Reviewed by Dennis Schwartz
William Lustig(“Uncle Sam”/”Far Out Man”/”Maniac Cop 2“) directs this violent but undemanding suspense yarn, noted for its outstanding chase scenes and the best performance in Judd Nelson’s career, It’s weakly written by Phil Alden Robinson, the director of Field of Dreams (1989). The so-so pic for some unfathomable reason spawned three sequels.
The LAPD turns down Judd Nelson’s application for a policeman’s job. The deranged Judd subsequently becomes a bloody serial killer, who picks his targets from the phone book and forces them to assist in their own execution. At the crime scene he taunts the cops by leaving a message addressed to their ineptness on a a ripped-out page from the phone book. The psycho uses his knowledge of how the LA cops operate to outsmart them. Flashbacks retrace his troubled childhood, dealing with an abusive LA cop father (Beau Starr), who made child-rearing into a boot camp police experience.
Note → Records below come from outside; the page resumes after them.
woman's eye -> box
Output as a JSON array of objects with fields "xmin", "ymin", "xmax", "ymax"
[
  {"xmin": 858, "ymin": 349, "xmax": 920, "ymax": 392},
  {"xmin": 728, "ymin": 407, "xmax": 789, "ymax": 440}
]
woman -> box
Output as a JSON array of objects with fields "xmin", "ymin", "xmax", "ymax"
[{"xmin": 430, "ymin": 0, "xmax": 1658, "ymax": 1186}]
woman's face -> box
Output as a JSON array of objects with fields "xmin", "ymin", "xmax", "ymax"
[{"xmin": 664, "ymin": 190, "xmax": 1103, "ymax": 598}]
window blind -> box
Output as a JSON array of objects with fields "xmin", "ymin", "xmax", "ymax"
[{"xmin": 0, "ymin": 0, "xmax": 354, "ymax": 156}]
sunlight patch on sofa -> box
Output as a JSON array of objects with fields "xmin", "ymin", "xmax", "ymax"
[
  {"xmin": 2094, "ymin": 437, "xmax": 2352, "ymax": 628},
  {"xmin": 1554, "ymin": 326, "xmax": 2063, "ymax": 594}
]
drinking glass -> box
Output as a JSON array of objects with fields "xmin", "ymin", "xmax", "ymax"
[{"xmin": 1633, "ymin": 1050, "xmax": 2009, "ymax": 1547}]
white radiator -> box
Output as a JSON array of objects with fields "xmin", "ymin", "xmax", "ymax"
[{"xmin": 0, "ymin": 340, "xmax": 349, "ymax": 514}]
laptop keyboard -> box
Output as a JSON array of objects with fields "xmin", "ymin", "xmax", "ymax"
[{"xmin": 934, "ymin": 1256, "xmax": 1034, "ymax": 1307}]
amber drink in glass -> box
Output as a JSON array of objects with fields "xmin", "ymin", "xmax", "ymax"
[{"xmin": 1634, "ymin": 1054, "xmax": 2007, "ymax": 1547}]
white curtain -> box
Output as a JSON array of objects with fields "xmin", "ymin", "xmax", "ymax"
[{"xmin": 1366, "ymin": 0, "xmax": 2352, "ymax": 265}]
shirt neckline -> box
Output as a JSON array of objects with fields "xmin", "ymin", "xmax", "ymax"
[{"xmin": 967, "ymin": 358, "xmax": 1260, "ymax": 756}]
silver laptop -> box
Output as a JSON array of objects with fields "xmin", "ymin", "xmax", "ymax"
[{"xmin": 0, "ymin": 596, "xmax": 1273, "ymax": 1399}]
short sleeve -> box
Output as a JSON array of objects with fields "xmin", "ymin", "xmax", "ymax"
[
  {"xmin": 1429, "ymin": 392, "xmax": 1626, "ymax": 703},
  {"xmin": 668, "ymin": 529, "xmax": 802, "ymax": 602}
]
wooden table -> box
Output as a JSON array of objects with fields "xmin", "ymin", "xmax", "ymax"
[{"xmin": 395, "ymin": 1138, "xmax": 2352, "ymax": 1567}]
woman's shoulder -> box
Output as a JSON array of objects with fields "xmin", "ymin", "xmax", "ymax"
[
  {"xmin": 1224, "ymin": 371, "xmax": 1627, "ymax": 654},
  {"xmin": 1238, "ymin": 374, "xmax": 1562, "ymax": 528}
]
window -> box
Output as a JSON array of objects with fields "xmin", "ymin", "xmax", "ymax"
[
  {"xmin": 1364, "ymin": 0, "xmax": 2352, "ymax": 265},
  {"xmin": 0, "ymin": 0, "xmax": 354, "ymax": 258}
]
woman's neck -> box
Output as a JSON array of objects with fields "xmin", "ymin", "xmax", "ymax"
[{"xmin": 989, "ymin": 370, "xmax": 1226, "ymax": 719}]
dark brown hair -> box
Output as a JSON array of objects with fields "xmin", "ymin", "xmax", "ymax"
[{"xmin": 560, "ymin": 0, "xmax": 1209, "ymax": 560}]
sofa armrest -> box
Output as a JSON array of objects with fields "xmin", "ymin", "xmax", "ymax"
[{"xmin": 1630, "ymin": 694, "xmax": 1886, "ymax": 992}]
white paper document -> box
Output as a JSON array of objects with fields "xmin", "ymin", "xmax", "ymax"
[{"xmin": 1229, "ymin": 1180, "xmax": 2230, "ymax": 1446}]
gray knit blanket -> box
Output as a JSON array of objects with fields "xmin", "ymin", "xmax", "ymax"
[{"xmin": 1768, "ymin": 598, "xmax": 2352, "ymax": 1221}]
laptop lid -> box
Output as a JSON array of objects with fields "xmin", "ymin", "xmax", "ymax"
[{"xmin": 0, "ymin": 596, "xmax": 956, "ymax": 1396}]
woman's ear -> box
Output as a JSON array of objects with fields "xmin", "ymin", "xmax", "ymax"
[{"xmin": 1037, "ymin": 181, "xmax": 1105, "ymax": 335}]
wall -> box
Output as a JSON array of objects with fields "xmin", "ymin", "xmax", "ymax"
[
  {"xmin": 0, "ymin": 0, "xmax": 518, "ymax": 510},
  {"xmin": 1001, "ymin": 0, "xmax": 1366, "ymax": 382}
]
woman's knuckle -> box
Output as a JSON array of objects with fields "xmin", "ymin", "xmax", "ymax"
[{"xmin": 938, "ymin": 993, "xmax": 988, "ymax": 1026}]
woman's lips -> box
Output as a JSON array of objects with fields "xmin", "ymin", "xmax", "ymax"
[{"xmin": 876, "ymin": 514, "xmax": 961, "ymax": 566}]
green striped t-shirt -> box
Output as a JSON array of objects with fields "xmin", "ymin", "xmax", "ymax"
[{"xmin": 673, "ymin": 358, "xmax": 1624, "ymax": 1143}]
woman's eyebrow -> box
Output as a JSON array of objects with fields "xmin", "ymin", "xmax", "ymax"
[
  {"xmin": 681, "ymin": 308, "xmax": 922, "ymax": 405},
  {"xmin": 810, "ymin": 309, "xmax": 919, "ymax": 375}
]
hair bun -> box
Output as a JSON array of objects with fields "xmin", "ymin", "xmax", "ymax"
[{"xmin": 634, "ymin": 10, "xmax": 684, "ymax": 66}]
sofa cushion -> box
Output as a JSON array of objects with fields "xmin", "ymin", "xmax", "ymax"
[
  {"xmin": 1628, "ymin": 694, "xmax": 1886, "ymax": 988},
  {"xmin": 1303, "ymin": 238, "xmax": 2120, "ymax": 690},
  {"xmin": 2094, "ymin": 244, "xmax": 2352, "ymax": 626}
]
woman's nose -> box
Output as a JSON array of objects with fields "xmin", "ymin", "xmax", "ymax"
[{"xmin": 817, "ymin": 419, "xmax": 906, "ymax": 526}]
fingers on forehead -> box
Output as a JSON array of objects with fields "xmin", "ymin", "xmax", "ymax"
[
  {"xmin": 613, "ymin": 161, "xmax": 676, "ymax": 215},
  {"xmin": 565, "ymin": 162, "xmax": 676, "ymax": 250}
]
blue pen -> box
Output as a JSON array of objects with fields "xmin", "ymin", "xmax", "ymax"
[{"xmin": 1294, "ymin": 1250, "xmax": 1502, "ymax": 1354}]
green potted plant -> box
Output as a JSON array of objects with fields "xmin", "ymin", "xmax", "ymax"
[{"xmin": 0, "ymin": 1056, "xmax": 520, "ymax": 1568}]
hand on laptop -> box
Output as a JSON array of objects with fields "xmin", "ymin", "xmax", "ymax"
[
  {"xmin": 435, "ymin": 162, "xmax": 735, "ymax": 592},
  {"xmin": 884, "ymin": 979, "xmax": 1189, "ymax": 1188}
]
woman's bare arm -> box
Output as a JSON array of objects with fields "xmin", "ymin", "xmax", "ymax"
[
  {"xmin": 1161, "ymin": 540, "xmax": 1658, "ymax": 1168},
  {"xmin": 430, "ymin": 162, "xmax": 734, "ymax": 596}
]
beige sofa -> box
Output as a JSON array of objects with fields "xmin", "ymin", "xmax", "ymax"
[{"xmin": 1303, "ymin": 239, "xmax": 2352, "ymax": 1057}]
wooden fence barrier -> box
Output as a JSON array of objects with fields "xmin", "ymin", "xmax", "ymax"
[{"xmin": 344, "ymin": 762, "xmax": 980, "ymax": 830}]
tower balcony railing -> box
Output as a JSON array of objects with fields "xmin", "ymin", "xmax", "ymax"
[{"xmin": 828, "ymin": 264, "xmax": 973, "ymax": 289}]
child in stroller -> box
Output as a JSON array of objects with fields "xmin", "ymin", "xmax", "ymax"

It features the efforts of the dedicated cops, the gung-ho rookie transfer from NYC Leo Rossi and his more mellow veteran partner Robert Loggia, to bring in the madman, known as the ‘Sunset Killer,’ despite their different attitudes toward their work. Meg Foster is Rossi’s supportive wife.
No surprises in this unimaginative but technically capable cops and robbers drama.